Over the past 10 years, I’ve been so fortunate to build a team of coaches and staff who share the same relentless passion as me to see people become the best version of themselves on and off the stage. They help me balance everything. We train international superstars like Tiwa Savage, P-Square, Waje, and many others. Through our training programs not only have I seen unbelievable vocal transformations in our clients, but life transformations. Literally, one young girl joined the school as a trainee nurse, then through our artist training program launched her EP, achieved nominations for a MOBO Award and Urban Music Award, and is still making music to this day. This is one of many stories of our clients. It’s amazing to witness the fulfillment and confidence human beings gain when they start investing in their God-given gifts and talents. It is literally life-changing. I would know, I was my very first student.
What would you be doing right now, if it wasn’t for your music career?
I was training to be a Corporate Lawyer before I got the opportunity to be an artist.
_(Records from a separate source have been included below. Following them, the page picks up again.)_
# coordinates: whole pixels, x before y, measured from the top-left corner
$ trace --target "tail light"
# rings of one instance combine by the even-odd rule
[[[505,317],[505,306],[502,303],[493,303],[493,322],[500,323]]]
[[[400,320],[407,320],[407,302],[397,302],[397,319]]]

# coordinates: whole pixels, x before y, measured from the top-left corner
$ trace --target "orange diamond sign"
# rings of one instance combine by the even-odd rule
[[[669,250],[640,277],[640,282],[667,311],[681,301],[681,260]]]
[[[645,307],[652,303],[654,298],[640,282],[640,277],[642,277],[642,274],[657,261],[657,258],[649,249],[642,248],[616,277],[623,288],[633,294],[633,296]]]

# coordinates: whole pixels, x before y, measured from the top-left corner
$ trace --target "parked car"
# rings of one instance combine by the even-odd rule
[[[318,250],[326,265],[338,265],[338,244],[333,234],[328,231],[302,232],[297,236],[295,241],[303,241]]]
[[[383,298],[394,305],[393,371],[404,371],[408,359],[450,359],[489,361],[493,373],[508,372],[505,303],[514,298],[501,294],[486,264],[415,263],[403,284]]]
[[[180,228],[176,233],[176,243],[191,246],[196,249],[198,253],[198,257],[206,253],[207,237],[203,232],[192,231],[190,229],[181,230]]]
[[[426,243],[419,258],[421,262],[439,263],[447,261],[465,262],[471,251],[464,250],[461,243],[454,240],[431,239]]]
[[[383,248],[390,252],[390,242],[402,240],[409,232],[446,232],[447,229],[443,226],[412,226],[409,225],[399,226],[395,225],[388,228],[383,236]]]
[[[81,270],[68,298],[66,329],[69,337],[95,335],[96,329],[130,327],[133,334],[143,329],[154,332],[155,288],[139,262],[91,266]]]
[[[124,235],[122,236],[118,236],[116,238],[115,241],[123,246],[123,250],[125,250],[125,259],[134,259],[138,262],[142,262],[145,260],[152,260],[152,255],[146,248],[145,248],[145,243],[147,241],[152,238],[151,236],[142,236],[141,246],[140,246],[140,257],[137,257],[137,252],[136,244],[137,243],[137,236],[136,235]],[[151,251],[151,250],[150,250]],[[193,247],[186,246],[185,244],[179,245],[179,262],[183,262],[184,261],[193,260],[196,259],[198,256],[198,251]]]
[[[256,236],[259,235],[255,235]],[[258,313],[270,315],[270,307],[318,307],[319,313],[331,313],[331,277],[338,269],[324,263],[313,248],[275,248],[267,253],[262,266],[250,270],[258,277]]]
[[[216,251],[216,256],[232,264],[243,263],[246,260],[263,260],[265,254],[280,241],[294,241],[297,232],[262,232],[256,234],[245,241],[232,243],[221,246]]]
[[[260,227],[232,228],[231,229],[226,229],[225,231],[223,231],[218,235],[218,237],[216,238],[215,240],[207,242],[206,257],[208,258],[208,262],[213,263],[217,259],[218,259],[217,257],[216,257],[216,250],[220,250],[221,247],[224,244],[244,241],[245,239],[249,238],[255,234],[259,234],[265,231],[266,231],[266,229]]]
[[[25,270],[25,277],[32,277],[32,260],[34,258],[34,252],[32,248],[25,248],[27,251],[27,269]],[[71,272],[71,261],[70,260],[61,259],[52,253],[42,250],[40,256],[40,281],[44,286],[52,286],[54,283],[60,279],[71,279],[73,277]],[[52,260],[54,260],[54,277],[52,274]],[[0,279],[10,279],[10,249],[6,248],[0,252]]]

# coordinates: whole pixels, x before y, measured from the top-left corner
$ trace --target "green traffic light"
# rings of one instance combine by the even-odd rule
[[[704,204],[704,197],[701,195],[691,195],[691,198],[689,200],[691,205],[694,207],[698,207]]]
I would still very much be doing that right now if not for music.
What’s next for you? Do you have any upcoming events/shows or projects?
Yes, I will be touring Europe the UK, and the US this year and in the process of adding dates in the Caribbean.
Tickets: https://www.rachelkerrmusic.com/tour .
If you could change anything about the industry, what would it be?
I would get back to a time where true talent ruled over gimmicks.
Give us your final words as well as a message to your fans.
Firstly I want to say a massive thank you for riding with me so patiently and caring enough about the music to share it with your networks and make it a part of your lives. It means more to me than you would ever know. My hope is when my tour comes to a city near you that we can meet, laugh, and sing these anthems out together.
And to the budding singers out there who are watching my journey, I would say. Pursue character over your comforts. Your life is your ultimate Masterpiece. Most people want an amazing life, career, and relationships but what I’ve learned is that when you really work hard and invest into being the best version of yourself, in spirit, mind, and truth you then start to attract the best. This is not an overnight thing it takes time, but again patience nurtures character.